From Publishers Weekly
Starred Review. Former
60 Minutes producer Marks (
The Wall) puts his experience on the legendary TV news magazine to good use in this highly inventive reimagining of Bram Stoker's
Dracula. His naïve protagonist, Evangeline Harker, a young producer for the TV news show
The Hour, reluctantly accepts an assignment into the wilds of Romania to explore doing a segment on a legendary criminal figure, Ion Torgu. Evangeline soon finds herself at the very outskirts of civilization, and after hearing a missionary's account of a supernatural plague that affected a whole community in Africa, she's accosted by Torgu himself, doing an excellent impersonation of the vampire count.
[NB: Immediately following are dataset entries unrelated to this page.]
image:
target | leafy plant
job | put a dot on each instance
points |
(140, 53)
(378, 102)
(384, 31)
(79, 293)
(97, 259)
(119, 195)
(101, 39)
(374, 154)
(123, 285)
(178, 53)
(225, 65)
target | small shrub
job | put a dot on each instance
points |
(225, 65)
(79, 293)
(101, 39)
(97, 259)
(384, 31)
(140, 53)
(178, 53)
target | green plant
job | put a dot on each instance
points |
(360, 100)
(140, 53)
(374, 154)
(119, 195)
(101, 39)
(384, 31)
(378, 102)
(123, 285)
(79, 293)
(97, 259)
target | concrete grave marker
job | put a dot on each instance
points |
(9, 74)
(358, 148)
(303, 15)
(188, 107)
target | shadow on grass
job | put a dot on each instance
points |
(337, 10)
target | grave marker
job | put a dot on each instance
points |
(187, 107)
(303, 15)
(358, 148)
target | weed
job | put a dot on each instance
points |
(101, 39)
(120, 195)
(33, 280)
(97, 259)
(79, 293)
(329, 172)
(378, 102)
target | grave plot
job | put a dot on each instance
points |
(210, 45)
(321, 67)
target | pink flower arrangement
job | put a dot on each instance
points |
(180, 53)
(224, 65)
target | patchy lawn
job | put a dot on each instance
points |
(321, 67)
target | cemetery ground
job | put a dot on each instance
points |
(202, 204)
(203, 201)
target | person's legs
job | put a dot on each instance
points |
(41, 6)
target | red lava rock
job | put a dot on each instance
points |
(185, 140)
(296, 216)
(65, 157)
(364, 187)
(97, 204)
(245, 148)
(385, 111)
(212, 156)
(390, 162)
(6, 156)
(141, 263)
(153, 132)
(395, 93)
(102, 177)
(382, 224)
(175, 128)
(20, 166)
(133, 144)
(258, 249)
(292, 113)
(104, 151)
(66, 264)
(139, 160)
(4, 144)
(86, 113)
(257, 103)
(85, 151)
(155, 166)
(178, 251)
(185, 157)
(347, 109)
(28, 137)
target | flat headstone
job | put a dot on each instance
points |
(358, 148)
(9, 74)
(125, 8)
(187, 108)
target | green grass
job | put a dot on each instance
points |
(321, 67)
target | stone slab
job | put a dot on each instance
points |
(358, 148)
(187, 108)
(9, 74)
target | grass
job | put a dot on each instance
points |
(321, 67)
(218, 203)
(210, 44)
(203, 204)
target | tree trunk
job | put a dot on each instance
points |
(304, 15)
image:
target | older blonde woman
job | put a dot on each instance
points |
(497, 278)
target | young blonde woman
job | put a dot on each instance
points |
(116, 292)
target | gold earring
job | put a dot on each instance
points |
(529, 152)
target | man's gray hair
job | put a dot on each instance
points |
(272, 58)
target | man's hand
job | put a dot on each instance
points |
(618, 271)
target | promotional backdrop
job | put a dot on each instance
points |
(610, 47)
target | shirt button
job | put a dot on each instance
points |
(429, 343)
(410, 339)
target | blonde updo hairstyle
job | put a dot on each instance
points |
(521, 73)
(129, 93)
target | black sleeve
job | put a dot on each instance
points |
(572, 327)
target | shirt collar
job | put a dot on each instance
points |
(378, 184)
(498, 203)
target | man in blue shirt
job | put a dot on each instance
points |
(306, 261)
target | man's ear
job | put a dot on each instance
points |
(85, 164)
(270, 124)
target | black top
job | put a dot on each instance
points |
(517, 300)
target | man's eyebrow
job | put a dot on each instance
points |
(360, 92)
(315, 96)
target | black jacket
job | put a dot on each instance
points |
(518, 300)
Her subsequent imprisonment in a deserted hotel also parallels Stoker's tale, but Marks manages to make the familiar fresh, so that even devotees of the original will find themselves rapidly turning pages and being drawn into Evangeline's fate and the stories of her friends and colleagues at
The Hour.
(Jan.) Copyright © Reed Business Information, a division of Reed Elsevier Inc. All rights reserved.
From Booklist
Professional and personal aspirations collide when Evangeline, an ambitious associate producer of
The Hour ("the most successful news show in American television history") accepts Robert's wedding proposal just before jetting off on an assignment she would rather dodge. Her uber-producer dismisses her protestations, so it's off to Transylvania to evaluate a possible story on Romanian reputed crime lord Ion Torgu. Marks' sense of place (a horse and wagon in front of a Coke sign symbolizes the transition from communism) and tone-setting emphasis on blood and bloodlines kick in early as Evangeline mulls over blending her Italian Irish heritage and Robert's mix of Creek Indian and the U.S. marshals who fought them, a union represented for her by the engagement ring she insists on wearing to meet the small, pale Torgu, who proves a kind of terrorist, and who infects her "like a virus" when she is abducted. She resurfaces months later, recuperating in Transylvania and recalling nothing. A scary twenty-first-century take on the stuff of
Dracula, worthy of its rightful place among others.